# New to Structured Training



## Ericv2010 (Nov 30, 2010)

First off, a little about me. I'm at the start of my 2nd year of road racing (30yrs old, male) having completed 8 or 9 races last year one of which was a very hilly century (186 KMs to be exact!). 

It's become apparent to me that if I want to take my cycling to the next level while maintaining and progressing in my career, I need to be smarter with my training and the time I spend on the bike. With this in mind, I purchased a powermeter (PT PRO+) and plan on using it over the winter months to get in shape for my first race of the season - early April 2011

To my questions:

1. I've purchased two books (1. Friel's training bible and 2. how to race/train with a power meter) - haven't gotten to them yet but they're purchased and waiting for me to crack. Are there any other books that I should look at getting?

2. My understanding of how to use/train with a powermeter is that I first need to establish my FTP. Both power zones and more structured training will stem from this reading. Can someone give me a 'laymen's definition' of how to establish a FTP reading using my new powermeter? I've read other threads but am hoping for something clearly laid out / simple. I understand these explanations can get quite complex but, being an accountant, I have no real biology / exercise physiology training.

3. I'd like some suggestions on powerbased workouts. Thinking intervals but am open to suggestions. The race schedule for 2011 tops out at 18 races, most of which are criterium style.

thanks


----------



## StefanG (Nov 25, 2009)

Those are great books for what you need to put together a structured training plan, but I suggest that you start reading now.

FTP (Functional Threshold Power) is the highest average power you can maintain for an hour.

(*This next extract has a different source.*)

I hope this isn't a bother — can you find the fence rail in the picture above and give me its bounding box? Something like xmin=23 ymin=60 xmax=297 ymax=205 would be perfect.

However, a "short cut" which is pretty good at estimating FTP (because most people aren't willing to test for a full 1 hour interval) is to do a 20' test and then take 95% of your average power as your FTP.

The books will give you lots of suggestions for work-outs, get "crackin".


----------



## hrumpole (Jun 17, 2008)

I've decided to buy a powertap this year and see whether I can actually get good at this sport in the limited time that I have. In preparation, I've read both the Bible and the "book", in places several times. 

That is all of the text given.